Thursday, May 14, 2009

Intertextuality-True Story!

Datarock, a lovably geeky Norwegian electro duo, have an album out later this year. And apparently, they really, really, REALLY have musician crushes on the Talking Heads. Evidence for this? Their new song "True Stories".

Background (in case you somehow managed to never hear of the Talking Heads):


The Talking Heads' cannon of work has influenced pretty much any band calling themselves Alternative or Indie since the early '90s. For instance, we can blame the band Radiohead on the Talking Heads, as that band got their name from a Talking Heads song. In 1986 the Talking Heads did a movie,
True Stories, which still has a devoted following over 20 years later. And apparently Datarock are amongst its fans, and fans of the band. Listen to this new Datarock track:

(Thanks to Nashville Nights) Datarock-
True Stories

Yes, you heard right. The lyrics to the song are literally pieced together titles of Talking Heads songs. The following Talking Heads songs are introduced, in this order:


Born Under Punches
Crosseyed and Painless
Slippery People

I'm Not in Love

Houses in Motion

Road to Nowhere

Once in a Lifetime

Psychokiller

Radiohead

Television

Seen and Not Seen

This Must Be the Place

Don't Worry 'Bout the Government

The Democratic Circus


What we have here is hilarious and, depending on your views about appropriation of other artists' materials, either plagiarism or a sincerely flattering tribute. When things straddle the gray area between plagiarism and tribute, they can be described in literary/linguistic terms as a case of intertextuality. The basic definition for intertextuality, as
Wikipedia
notes, is "the shaping of texts' meanings by other texts. It can refer to an author’s borrowing and transformation of a prior text or to a reader’s referencing of one text in reading another."

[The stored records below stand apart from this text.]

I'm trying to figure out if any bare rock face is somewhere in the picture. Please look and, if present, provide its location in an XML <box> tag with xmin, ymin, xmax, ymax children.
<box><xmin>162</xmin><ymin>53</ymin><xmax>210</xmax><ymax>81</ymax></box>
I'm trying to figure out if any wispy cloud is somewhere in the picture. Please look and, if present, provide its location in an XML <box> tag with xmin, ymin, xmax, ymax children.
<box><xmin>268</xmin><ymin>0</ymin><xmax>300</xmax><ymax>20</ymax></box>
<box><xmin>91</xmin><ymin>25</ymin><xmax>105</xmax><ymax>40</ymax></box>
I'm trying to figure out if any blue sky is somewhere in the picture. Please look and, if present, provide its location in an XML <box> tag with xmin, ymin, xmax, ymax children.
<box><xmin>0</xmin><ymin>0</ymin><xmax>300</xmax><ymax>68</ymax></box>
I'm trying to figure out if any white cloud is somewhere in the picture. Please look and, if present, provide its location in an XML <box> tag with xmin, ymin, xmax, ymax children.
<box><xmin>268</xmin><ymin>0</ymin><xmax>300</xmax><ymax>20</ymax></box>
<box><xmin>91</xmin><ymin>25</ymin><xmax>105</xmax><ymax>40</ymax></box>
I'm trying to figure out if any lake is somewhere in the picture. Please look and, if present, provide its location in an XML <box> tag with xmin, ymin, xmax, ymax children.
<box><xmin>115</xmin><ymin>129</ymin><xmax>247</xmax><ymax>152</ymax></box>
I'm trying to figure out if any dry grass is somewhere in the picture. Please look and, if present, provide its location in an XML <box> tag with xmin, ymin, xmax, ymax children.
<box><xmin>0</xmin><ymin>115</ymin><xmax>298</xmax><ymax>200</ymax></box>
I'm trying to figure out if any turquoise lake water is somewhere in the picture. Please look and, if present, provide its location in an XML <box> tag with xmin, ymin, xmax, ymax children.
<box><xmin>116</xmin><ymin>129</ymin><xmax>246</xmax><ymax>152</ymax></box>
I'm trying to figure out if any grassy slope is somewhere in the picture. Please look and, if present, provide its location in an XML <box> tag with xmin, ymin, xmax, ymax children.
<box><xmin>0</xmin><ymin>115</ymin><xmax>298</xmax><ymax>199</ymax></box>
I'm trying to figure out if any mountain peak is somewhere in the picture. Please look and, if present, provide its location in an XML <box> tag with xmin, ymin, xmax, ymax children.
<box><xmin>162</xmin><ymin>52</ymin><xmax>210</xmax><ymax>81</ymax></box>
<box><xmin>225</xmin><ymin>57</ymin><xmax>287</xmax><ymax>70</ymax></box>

This term hearkens back to Ferdinand de Saussure's idea of semiotics and how symbols gain meaning as well as to Bakhtin, who in discoirse analysis was important for his work on interdiscursivity. Bakhtin coined the term "dialogism" to refer to the multiple meanings within a text. Song lyrics are the perfect medium for Bakhtinian analysis, as they are typically rife with such layered meanings.

The Bottom Line:
As incredibly cheesy and trite as this Datarock song may seem on the surface, it is quite deep in terms of intertextuality.